American Crime is in its second season, and this season has the same dour, dreamy, urgent feel as its first. There's hardly any soundtrack music to coax scenes out of what they actually are -- just a throbbing hum from fluorescence or maybe it's just God sleeping. And every actor is keyed up and centralized; you feel their faces somehow, feel their thoughts. I love the whole setup of this limited series. John Ridley is the creator, and he's fashioned a Shakespearean nightmare world out of Indianapolis, Indiana, transforming suburbs, exurbs, tenement apartments, basketball courts, pancake houses, and private and public high-school hallways into high-tragedy venues of seriousness and sorrow. The writing has an intensity and drive to it; every hour episode moves through like a semi on the interstate. What the characters say feels authentically boxed-in, as if culled through surveillance, and yet there's an artfulness to it all too, as if each character is a type we've never come across before on TV or in movies, and yet we've known them all our lives.

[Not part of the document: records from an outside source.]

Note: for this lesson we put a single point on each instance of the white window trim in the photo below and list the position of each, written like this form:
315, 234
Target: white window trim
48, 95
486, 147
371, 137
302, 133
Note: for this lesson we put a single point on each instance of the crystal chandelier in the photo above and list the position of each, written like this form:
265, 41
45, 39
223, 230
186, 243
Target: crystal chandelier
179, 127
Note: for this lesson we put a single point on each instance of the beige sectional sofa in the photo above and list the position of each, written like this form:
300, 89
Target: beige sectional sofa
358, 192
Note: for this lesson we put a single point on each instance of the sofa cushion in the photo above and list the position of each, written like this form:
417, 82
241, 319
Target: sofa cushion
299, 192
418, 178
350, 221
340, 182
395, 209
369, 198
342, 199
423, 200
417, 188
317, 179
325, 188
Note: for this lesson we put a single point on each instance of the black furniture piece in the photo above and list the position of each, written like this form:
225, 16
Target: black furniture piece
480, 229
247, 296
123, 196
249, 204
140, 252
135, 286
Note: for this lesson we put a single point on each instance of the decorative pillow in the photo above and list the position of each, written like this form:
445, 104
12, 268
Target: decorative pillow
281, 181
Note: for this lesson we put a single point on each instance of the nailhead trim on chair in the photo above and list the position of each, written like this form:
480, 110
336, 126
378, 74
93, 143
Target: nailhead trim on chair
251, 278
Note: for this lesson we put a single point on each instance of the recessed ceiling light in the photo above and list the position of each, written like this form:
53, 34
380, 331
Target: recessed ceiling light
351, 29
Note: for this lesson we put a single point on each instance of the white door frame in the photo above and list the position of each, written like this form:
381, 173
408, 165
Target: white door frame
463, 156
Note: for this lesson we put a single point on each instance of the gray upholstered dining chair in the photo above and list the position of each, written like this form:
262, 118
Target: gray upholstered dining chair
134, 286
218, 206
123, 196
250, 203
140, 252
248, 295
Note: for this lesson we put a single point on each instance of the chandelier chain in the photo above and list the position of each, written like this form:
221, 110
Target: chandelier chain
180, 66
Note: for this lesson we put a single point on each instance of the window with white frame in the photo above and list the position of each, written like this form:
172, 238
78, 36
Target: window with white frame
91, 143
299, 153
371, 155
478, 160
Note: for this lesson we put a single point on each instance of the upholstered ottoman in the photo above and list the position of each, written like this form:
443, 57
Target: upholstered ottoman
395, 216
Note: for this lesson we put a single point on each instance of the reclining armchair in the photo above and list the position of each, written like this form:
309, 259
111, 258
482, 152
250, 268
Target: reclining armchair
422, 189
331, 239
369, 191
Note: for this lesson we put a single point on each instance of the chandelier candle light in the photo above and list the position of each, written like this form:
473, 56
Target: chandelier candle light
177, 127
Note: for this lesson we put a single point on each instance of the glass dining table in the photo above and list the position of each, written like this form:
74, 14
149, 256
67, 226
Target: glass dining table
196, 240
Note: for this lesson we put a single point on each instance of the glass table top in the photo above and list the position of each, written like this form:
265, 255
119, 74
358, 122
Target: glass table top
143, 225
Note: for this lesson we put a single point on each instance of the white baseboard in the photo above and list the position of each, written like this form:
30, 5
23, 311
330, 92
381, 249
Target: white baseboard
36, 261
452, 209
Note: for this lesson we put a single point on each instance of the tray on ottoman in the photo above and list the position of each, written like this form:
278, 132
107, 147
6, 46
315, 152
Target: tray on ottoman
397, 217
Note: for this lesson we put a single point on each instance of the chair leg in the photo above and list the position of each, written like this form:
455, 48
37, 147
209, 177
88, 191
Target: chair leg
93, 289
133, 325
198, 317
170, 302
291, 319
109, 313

Felicity Huffman's Leslie Graham, the private school's highbrow, hyper-professional headmaster, has the steely-eyed reserve of a non-profit dragon-lady, and yet the way she's performed you have access to her ability to compartmentalize for the "greater good," meaning she can take advantage of women like Lili Taylor's Anne Blaine, a working-class mom whose son attends the private school on scholarship, and who seems to have just been raped by one of the school's basketball players. Boom. Taylor's hurt registers like a fish-hook into a palm; you feel all she's been through without knowing a single thing about her. It's her eyes and mouth, the way her hair hangs down her face. She's a restaurant manager who's overworked and anxious to help her son ascend. When she finds out about the assault she speaks with Ms. Graham, thinking that something can be done, an investigation, punishment, whatever. Ms. Graham's instinct is to ask her to sign some papers before she leaves.
Regina King's Terri LaCroix, an upper-middle-class African American mother, wife and manager, whose son also goes to the school and hosted the party where the assault allegedly happened, is distinctly over and above it all, tired of having to justify herself . King is triumphantly and constantly reminding anyone in the room that she has ascended, through body language, through a heated flicked in her eyes. She is letting all of us know she is no longer "one of those people," and that she is tired of all of us not noticing that. In one scene, she has to fire one of her African American underlings, a woman who asks her, "Can you do something for me?" She hates the insinuation that the two of them are connected by race, and complains at a wine bar that night with some of her friends that she's sick of those kinds of expectations. And then later in the same episode, when confronted with the assault controversy and worried about her son's culpability, she invites a cop friend over to her home and asks, without a note of irony or apology, "Can you do something for us?" The cop is black. Terry LaCroix's face is always registering a blank, almost frightening unconcern, until she senses she might be seen as vulnerable or not worthy, as when she's asking for help from the cop friend. Her other expressions range from fury and disdain to plain old everyday "I need to get this," while putting her I-phone up to her ear. In short, she's an American classic, ignoring history while also trying to find a way to escape it, and yet in King's performance you feel a kind of thermodynamic exhaustion taking place right before your eyes. She's tired of all she has to do to be herself, and yet she can't stop the act; she's wearing a mask that's smothering her but she can't remove it.
The same can be said of Connor Jessup's Taylor, the boy who is sexually assaulted, and Joey Pollari's Eric, the boy accused of assaulting him. They both are running from the way they have to perform themselves, seeking a way out of the codes and regulations encircling behavior, class, desire -- but they don't have anything to replace it with, to run to. This sense of hopelessness permeates all of American Crime, and it's refreshing in a way you can't describe except that while you watch it you feel reality's pulse, tragedy's electricity. There aren't really any happy moments in the show: dinners are always scraping plates and forks dropping to the floor, school a shadowy collection of hallways and facelessness, homes lit with living room lamps and TV light, faces lit with phone-light, everything in a sort of 21st Century gloom. It's not show-offy though, this gloom -- it's bracing and for real, artificial enough to have a sense of style that saves the whole enterprise from being high-dungeon or campy or worked-up.
American Crime creates a raw-nerve labyrinth of class and sex and gender and bias and hate and love and phoniness that encapsulates America in a way other shows can't. You get lost in all the atmospheric complications, and yet the narrative momentum and dread pull you through. There's no easy way to explain it, no easy way out. This is heady stuff, extremely watchable somehow, all of it arranged into a high-stakes one-hour drama with an eye toward not letting anybody off the hook. American Crime finds a beautiful and strange ambiguity in all that furor and blame.